My Hopey, Changey
White House Years
by David Litt
(A SPEECHWRITER'S MEMOIR)
This is a hopey, changey kind of book. It comes out just when we need the smiles, the chuckles, and yes, the hope.
David Litt began campaigning for Barack Obama in 2008. From there he moved on to speechwriting for the President. He began at the bottom, and takes us along on his wild, bumpy, sometimes scary, sometimes hilarious ride. It is partly about his growing up, partly about the maturing of Obama's presidency, and partly about the transformation of America.
The personal anecdotes are hysterically funny; he is brutally honest about the workings of the West Wing and also about himself. He doesn't let himself get too carried away with his own importance, but he doesn't mind telling us when he feels damn good about his accomplishments. His periodic meetings with President Obama are priceless, and tell us as much about the President as about Litt.

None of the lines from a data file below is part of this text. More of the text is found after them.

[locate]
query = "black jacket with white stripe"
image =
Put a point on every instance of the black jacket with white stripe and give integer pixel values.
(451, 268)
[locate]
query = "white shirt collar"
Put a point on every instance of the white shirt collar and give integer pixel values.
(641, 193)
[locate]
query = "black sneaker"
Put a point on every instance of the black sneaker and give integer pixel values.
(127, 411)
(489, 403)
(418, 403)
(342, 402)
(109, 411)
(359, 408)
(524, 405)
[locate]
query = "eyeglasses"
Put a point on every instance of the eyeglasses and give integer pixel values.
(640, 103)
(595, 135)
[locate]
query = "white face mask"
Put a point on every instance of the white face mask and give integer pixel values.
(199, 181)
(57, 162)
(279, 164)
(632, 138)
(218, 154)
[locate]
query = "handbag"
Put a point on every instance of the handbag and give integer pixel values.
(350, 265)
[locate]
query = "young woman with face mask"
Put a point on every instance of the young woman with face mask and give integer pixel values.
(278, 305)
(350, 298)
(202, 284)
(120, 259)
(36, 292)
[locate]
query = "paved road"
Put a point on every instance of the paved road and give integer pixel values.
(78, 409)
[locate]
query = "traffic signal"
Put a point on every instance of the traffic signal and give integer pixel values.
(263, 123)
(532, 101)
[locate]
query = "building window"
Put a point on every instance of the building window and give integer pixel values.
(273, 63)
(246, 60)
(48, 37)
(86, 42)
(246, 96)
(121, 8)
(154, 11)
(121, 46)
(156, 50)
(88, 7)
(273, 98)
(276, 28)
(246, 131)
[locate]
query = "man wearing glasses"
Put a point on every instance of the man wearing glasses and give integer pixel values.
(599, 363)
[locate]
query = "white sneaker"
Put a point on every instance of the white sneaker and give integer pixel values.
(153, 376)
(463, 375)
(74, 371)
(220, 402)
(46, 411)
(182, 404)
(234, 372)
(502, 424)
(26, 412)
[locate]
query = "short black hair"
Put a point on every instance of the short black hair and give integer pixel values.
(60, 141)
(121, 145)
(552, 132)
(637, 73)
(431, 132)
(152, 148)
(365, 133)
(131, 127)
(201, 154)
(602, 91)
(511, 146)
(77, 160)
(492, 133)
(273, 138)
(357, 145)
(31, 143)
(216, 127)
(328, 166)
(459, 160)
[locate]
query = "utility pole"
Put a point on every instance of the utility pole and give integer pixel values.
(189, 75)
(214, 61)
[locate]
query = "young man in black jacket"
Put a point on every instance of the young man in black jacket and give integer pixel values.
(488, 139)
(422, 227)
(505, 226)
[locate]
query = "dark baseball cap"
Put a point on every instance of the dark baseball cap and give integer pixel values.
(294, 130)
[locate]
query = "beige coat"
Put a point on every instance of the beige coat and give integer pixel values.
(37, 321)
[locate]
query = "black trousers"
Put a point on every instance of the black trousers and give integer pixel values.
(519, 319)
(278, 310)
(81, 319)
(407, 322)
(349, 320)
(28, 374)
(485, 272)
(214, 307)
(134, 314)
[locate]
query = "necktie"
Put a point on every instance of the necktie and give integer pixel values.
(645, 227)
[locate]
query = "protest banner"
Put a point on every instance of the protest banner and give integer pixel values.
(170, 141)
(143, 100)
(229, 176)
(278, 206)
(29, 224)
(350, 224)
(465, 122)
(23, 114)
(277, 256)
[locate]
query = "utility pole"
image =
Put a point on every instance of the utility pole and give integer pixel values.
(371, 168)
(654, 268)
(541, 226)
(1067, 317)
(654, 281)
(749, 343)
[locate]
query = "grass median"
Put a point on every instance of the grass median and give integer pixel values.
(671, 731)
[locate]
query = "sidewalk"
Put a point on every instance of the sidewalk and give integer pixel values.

It turns out that it is a wonderful review of Obama's eight years, just as we are sometimes feeling as if they didn't actually happen. He takes us from the campaigns to the fights over Obamacare and the budget. We witness presidential approval ratings sink as he struggles to first work with and then hold back a Congress determined to do damage to his promises to the American people, and then we watch them skyrocket when, in 2015, he decides it is time to do his work with or without Congress.
We also get behind the scenes of the amazing Correspondents' Dinner speeches, and the moods of the writers and the President as they are developed, including the critical edit the day before the Bin Laden raid. And the "bucket" list. And of course, the development of the skit with "Luther, Obama's Anger Translator."
And then there was that week in June of 2015, with two great Supreme Court victories and the horrific shooting at the Mother Emanuel Church here in Charleston. And Barack Obama gave a moving and eloquent speech, ending with him singing Amazing Grace.
Litt says, "In less than two days, Barack Obama had secured his place in history.... I now lived in a country where health care was a right and not a privilege; where you could marry who you loved; where a black president could go to the heart of the old Confederacy and take all of us, every color and creed, to church."
And around about that time in Litt's book, he brought me back around from despair to hope. Because, as we saw in last week's election, when women, African Americans, Hispanics, Muslim and transgender Americans ran for office against hate and bigotry and won, Obama's legacy can't be erased. The American people have come together to prove that we stand for liberty and justice. We will continue to fight for the gun legislation that Obama was unable to see in his terms in office, and for the women and minorities that are being victimized by the current administration.
Or, as POTUS says, "We haven't won every battle. We've still got a lot more work to do. But when the cynics told us we couldn't change our country for the better, they were wrong."
Thanks, David Litt, for reminding us of that.